Monday, July 23, 2012

High price soured Chevy Volt sales

NEW YORK (CNNMoney) -- Despite winning a trophy case worth of awards -- including Motor Trend Car of the Year and North American Car of the Year -- the Chevrolet Volt plug-in car has failed to meet GM's sales expectations.

The problem is simple: The car's price is simply too high for most customers to swallow, according to analysts.

GM (GM, Fortune 500) had expected to sell 10,000 Volts by the end of last year, the car's first full year on the market. Actual sales tallied up to only about 7,600.

For 2012, GM had set a goal of about 45,000 Volt sales in the United States alone. That already seems out of reach. GM sold about 600 Volts in January and just over 1,000 in February.

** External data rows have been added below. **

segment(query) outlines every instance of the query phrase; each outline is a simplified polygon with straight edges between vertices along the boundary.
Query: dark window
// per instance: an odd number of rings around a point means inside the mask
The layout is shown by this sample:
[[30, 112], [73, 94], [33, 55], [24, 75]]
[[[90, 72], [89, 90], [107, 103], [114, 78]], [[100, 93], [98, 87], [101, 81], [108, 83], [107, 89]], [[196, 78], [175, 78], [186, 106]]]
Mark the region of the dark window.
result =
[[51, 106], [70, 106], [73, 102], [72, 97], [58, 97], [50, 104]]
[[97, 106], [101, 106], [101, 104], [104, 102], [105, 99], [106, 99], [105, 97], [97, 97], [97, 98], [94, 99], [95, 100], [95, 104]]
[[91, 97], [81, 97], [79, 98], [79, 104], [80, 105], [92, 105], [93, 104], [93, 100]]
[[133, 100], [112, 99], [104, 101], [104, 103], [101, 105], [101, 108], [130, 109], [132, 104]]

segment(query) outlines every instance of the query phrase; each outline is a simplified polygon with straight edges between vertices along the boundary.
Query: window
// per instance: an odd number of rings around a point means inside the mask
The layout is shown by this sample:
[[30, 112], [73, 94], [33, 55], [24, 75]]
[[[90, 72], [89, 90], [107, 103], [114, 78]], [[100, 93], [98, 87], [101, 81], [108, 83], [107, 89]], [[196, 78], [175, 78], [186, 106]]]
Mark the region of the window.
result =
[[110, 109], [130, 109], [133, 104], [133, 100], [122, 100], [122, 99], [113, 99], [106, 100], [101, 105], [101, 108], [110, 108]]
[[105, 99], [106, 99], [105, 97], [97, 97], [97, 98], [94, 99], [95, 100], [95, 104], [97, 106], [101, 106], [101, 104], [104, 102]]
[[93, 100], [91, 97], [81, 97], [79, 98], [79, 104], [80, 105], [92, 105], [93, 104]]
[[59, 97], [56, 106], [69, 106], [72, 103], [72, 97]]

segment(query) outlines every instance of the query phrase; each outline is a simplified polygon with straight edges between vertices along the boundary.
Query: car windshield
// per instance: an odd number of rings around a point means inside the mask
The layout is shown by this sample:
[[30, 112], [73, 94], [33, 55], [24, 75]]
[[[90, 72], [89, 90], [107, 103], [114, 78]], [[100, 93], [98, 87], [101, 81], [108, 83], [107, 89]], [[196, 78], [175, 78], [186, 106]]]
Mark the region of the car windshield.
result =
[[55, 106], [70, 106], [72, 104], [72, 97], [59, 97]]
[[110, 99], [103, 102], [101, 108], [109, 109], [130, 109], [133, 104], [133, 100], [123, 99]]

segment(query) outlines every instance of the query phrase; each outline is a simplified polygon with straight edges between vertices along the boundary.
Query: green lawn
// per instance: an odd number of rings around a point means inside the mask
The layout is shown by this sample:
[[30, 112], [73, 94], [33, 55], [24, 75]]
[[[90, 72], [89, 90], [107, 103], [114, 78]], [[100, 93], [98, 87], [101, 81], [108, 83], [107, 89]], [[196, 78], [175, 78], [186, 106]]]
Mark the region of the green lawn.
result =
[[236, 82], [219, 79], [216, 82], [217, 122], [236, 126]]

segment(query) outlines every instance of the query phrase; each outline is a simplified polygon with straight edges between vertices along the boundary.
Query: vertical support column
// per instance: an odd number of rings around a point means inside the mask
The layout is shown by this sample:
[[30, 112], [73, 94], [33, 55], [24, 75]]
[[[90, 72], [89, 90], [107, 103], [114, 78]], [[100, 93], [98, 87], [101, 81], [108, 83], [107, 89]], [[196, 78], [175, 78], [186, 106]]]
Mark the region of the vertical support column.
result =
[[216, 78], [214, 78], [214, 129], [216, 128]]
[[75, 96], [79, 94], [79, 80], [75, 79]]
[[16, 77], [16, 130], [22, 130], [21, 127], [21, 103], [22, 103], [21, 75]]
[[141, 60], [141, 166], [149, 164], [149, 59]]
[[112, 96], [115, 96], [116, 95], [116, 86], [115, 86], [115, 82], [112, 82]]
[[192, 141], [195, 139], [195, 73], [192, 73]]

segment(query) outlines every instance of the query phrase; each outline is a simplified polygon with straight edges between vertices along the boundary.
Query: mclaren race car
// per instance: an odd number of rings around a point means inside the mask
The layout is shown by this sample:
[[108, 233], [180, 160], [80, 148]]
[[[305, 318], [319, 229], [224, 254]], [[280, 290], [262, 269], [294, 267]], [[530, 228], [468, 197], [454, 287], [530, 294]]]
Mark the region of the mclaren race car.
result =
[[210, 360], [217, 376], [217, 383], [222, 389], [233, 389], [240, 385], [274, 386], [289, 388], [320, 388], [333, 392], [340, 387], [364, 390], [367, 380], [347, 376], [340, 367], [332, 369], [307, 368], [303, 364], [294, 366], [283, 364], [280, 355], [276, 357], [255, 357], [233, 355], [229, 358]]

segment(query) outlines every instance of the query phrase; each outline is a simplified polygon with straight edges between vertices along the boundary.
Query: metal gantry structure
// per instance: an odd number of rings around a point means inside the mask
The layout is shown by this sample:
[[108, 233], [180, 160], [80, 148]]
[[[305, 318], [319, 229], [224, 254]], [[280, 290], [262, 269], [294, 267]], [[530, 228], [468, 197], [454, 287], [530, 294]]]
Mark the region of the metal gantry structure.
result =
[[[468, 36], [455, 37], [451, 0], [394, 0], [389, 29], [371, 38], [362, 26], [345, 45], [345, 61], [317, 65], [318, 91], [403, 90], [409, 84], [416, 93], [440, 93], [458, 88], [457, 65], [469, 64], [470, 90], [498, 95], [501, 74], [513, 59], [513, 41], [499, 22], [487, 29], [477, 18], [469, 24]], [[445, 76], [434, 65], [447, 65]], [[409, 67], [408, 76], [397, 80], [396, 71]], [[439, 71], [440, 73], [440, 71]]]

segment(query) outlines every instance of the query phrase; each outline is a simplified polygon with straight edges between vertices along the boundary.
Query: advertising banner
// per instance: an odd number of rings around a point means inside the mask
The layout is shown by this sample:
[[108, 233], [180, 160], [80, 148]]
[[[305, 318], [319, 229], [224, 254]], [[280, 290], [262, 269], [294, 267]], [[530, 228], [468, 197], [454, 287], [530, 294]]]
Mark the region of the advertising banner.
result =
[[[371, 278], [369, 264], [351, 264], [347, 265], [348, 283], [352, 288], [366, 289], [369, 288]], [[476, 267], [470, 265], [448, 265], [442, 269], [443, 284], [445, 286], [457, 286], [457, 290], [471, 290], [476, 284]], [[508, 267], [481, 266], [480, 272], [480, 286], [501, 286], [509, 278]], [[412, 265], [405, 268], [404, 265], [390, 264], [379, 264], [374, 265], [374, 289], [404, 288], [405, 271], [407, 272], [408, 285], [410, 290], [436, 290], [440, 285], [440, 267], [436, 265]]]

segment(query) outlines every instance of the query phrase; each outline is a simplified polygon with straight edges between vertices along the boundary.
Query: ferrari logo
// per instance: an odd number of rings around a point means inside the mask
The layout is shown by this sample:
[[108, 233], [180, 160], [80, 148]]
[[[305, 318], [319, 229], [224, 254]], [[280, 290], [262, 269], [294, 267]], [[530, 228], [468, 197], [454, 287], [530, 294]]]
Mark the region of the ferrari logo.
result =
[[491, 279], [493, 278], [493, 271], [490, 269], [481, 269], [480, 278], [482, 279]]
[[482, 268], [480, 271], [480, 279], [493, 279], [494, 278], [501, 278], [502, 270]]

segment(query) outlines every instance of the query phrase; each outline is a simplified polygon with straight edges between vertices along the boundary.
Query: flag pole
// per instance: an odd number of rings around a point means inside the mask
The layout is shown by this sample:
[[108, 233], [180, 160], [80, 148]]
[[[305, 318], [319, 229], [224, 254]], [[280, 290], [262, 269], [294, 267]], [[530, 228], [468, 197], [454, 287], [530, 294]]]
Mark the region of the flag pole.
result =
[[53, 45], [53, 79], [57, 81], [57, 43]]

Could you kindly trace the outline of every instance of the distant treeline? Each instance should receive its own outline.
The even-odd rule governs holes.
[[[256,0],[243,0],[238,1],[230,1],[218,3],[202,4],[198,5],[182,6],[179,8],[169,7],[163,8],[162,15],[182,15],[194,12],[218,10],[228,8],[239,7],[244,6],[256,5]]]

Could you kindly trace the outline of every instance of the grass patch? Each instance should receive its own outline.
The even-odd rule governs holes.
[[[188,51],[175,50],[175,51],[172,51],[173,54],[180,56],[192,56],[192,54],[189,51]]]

"We had thought they'd sell closer to 30,000," said Mike Omotoso, an industry analyst with LMC Automotive. "Now even that seems optimistic."

The automaker recently announced it was shutting down Volt production for five weeks as dealers work to sell off the cars already sitting on their lots.

While the Volt has been hampered by a number of issues, including customer confusion over its gas-and-electric technology and a government investigation into post-crash-test fires -- an investigation that ultimately vindicated the car -- analysts point to one fundamental problem that has dogged the Volt all along: its price.

"The car's a marvelous technical achievement, " said Bill Visnic, an analyst with the Web site Edmunds.com. "I don't think anyone disputes that all that much."

The Chevrolet Volt is a so-called "range-extended electric car." It can go about 35 miles on a fully charged battery before a gasoline engine generates power for further driving.

But a sticker price starting at about $40,000 made the car a tough sell, especially at Chevrolet dealerships.

"You're in BMW 3-series territory," said David Sullivan, an industry analyst with AutoPacific. "For a Chevy customer, this is really new territory."

GM spokespeople weren't immediately able to comment on the Volt's pricing.

Volt buyers do get a $7,500 tax credit, but that still works out to a price of about $32,000. And customers have wait to get that benefit. It's not like a rebate check they can put toward the price of the car right away.

"It has a rival right next to it in the Chevy Cruze that's about half the price," said Visnic.

The Volt and Cruze are based on the same "platform," or basic vehicle engineering. They're the same size, but the Cruze can seat five while the Volt can only carry four people because of its large battery pack. And the Cruze gets close to 40 miles per gallon in highway.

Customer can lease the Volt for about $350 a month. Leasing allows customers to have the car while getting the benefit of the tax credit immediately.

But even the lease payment, while relatively low for a $40,000 car, is much higher than for an ordinary Chevrolet small car. Chevrolet is currently offering leases on the Cruze for about half as much per month.

The future may hold more promise -- as well as more challenges -- for the Volt.

First, gas prices are rising, something that always increases interest in hybrid and plug-in cars. Second, thanks to some engineering changes, GM can now build Volts that are eligible for sought-after car-pool lane access in California.

That sticker alone, Visnic, accounts for much of the appeal of alternative-fuel vehicles in California.

"People who could afford six-figure cars will buy Honda Civic Natural Gas cars just so they can drive past all that traffic," he said.

The Volt's time may not really come until the car enters its second generation, said Omotoso. An all-new version, which may have a lower price and more seats, is expected in about 2015.

"The first generation of the Prius didn't do all that well, either," he said.

The Toyota Prius hybrid car, now in its third generation, has become one of Toyota's top-selling cars.

But, at the same time, competition is increasing fast as Toyota, Ford and other automakers bring out their own plug-in cars.